Unnamed: 0,web-scraper-order,web-scraper-start-url,pages,pages-href,ads,ads-href,title,amount,location,Unit Type,Bedrooms,description,size
0,1585065082-166,https://www.kijiji.ca/b-apartments-condos/calg...,18,https://www.kijiji.ca/b-apartments-condos/calg...,Wanted:\n looking f...,https://www.kijiji.ca/v-apartments-condos/calg...,Wanted: looking for an appartment july 2020,$700.00,"Calgary, AB, Canada, T2M2C2(View Map)",,,"Hi!
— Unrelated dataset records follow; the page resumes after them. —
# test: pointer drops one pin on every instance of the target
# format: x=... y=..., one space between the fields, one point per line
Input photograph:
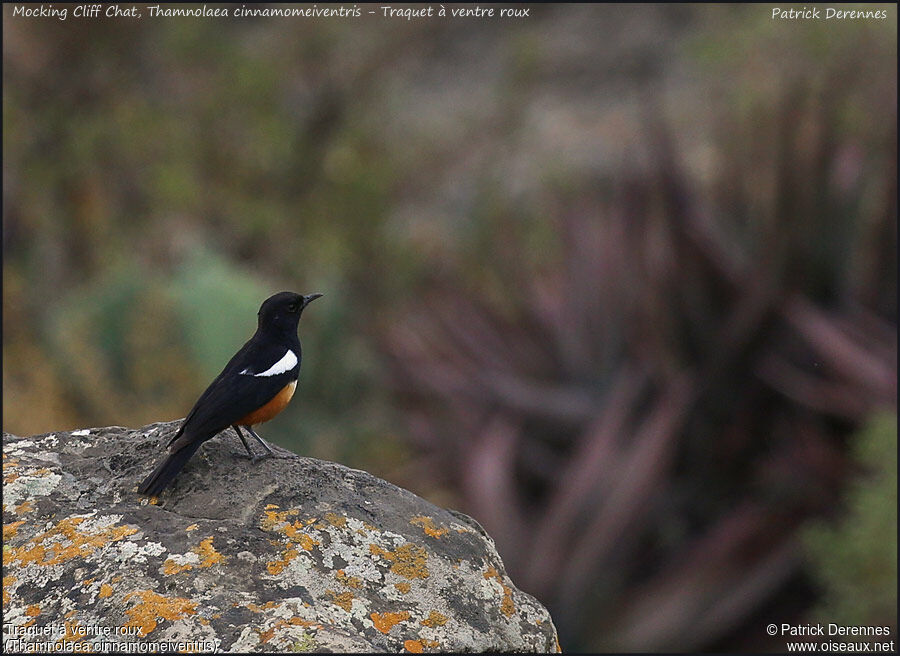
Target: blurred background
x=618 y=281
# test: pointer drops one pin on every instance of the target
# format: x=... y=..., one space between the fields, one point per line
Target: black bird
x=256 y=384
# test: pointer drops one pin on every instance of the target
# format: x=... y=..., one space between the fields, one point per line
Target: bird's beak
x=310 y=298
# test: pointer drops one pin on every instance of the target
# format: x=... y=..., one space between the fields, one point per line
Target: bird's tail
x=167 y=470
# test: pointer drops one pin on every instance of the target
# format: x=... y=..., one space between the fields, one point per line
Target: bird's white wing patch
x=286 y=363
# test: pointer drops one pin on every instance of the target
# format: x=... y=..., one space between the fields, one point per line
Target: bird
x=255 y=385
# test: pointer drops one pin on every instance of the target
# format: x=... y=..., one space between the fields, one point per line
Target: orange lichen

Me, my boyfriend and my dog are looking fo...",500
1,1585066081-410,https://www.kijiji.ca/b-apartments-condos/calg...,12,https://www.kijiji.ca/b-apartments-condos/calg...,BEAUTIFUL ONE BEDROOM ON THE RIVER FRONT,https://www.kijiji.ca/v-apartments-condos/calg...,BEAUTIFUL ONE BEDROOM ON THE RIVER FRONT,"$1,450.00","315 3 St SE, Calgary, AB T2G 0S3, Canada(View ...",,,Incentives: ONLY $850 DAMAGE DEPOSIT!\n*Pets a...,660
2,1585064971-137,https://www.kijiji.ca/b-apartments-condos/calg...,18,https://www.kijiji.ca/b-apartments-condos/calg...,Central Core 1 Bedroom Suite,https://www.kijiji.ca/v-apartments-condos/calg...,Central Core 1 Bedroom Suite,$965.00,"500 505 4th Ave SW, T2P0J8, 505 4th Ave SW, AB...",,,If you are seeking a great value central core ...,620
3,1585065183-193,https://www.kijiji.ca/b-apartments-condos/calg...,20,https://www.kijiji.ca/b-apartments-condos/calg...,Wanted:\n WANTED FO...,https://www.kijiji.ca/v-apartments-condos/calg...,Wanted: WANTED FOR MARCH 15TH 2020....bachelor...,$700.00,"101 8 Ave SW, Calgary, AB T2P 1B4, Canada(View...",,,need laundry facility for 700 mnth. 50 yr old ...,400


Things are already looking a little fishy with the `location` column. In the previous 4 records of the original data we have the following address patterns:

* City, Province, Country, Postal Code (Without the space)
* Appartment Number and Street Address, Province and Postal Code (With the space)
* Appartment Number and Street Address, Postal Code (without the space), Appartment Number and Street Address again, Province
* Appartment Number and Street Address, City, Province and Postal Code (With the space), Country

Let's take a longer look at the top 15 `location` values.

In [13]:
df.location.values[:15]

array(['Calgary, AB, Canada, T2M2C2(View Map)',
       '315 3 St SE, Calgary, AB T2G 0S3, Canada(View Map)',
       '500 505 4th Ave SW, T2P0J8, 505 4th Ave SW, AB(View Map)',
       '101 8 Ave SW, Calgary, AB T2P 1B4, Canada(View Map)',
       '1805 17 Street SW, Calgary, AB, T2T 4M3(View Map)',
       'Ave SE, Calgary, AB T2G 0Z1, Canada(View Map)',
       '525 56 Ave SW, Calgary, AB T2V 4Z9, Canada(View Map)',
       '211 14 Avenue SW, Calgary, AB, T2R 0M2(View Map)',
       '126 14 Ave SW, Calgary, AB T2R 0L9, Canada(View Map)',
       '419 - 1 Avenue NE, Calgary, AB, T2E 0B3(View Map)',
       '1053 10 St SW, Calgary, AB T2R 0G3, Canada(View Map)',
       ', Calgary T2V 0G5 AB, Canada(View Map)',
       '1431 37 Street SW, Calgary, AB, T3C 1S6(View Map)',
       '1540 17 Ave SW #310, Calgary, AB T2T 0C8, Canada(View Map)',
       '432 2 Avenue, T2E0E6, Calgary, AB(View Map)'], dtype=object)

## Enter Regular Expressions
Regular expressions are a powerful tool that lets us parse specific patterns out of complicated strings.